All business, regardless of size and sector, should invest in training their workforce, as this will be a key driver for economic success and improved productivity, according to a new report from the British Chambers of Commerce (BCC).
The organisation has published further findings from its 2014 'Workforce Survey: Training and Skills' which reveal that 92 per cent of firms have identified a skills shortage among their employees in at least one key competency.
Results from the survey of almost 3,000 UK businesses have identified the most common areas that are being impacted, including leadership and management, planning and organisation, languages, computer literacy and creativity.
The majority of respondents (80 per cent) confirmed plans to invest in training their employees over the next year in order to address the skills gap.
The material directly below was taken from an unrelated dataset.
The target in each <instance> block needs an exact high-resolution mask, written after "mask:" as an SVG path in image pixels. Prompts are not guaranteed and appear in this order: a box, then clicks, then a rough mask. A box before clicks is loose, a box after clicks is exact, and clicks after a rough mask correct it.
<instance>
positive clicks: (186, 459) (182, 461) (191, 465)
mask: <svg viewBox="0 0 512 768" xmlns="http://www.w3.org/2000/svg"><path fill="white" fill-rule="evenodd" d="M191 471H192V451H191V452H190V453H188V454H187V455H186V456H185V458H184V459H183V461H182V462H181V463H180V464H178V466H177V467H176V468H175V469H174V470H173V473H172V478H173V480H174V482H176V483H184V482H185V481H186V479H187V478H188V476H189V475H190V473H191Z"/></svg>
Furthermore, 78 per cent strongly agreed with the BCC that training has the potential to be a driver for growth and improved productivity, with this rising to 90 per cent for the biggest businesses polled.
In addition, almost two-fifths (39 per cent) of those surveyed intend to invest more than £500 per employee in external training programmes during the coming 12 months.
The survey also identified the most common barriers businesses are facing to training investment, with 50 per cent citing cost, 31 per cent mentioning freeing up staff to participate and 19 per cent describing the lack of suitable courses as an issue.
Over 70 per cent of those looking for guidance regarding the appropriate training courses have enlisted the help of private providers, while 38 per cent have turned to sector bodies and 35 per cent have contacted further education colleges to source and deliver programmes.
Nora Senior, president of the BCC, said: "Businesses recognise that investing in training can drive higher productivity and increased profits. In addition to specialised training, however, our findings make it clear that investment in leadership and management skills are crucial to enhance strategic thinking, foster innovation and motivate a firm's employees.
"To ensure that even more businesses can invest in training, which in turn will drive higher wages, we need to improve dialogue between firms and the organisations that offer training – so that companies find training that is relevant, cost-effective and a good fit with staff working hours."
Online courses could provide businesses with the solution to the main barriers they are facing, as they are cheaper than traditional classroom-based programmes and provide unparalleled flexibility and accessibility, while also conveying the relevant information to employees.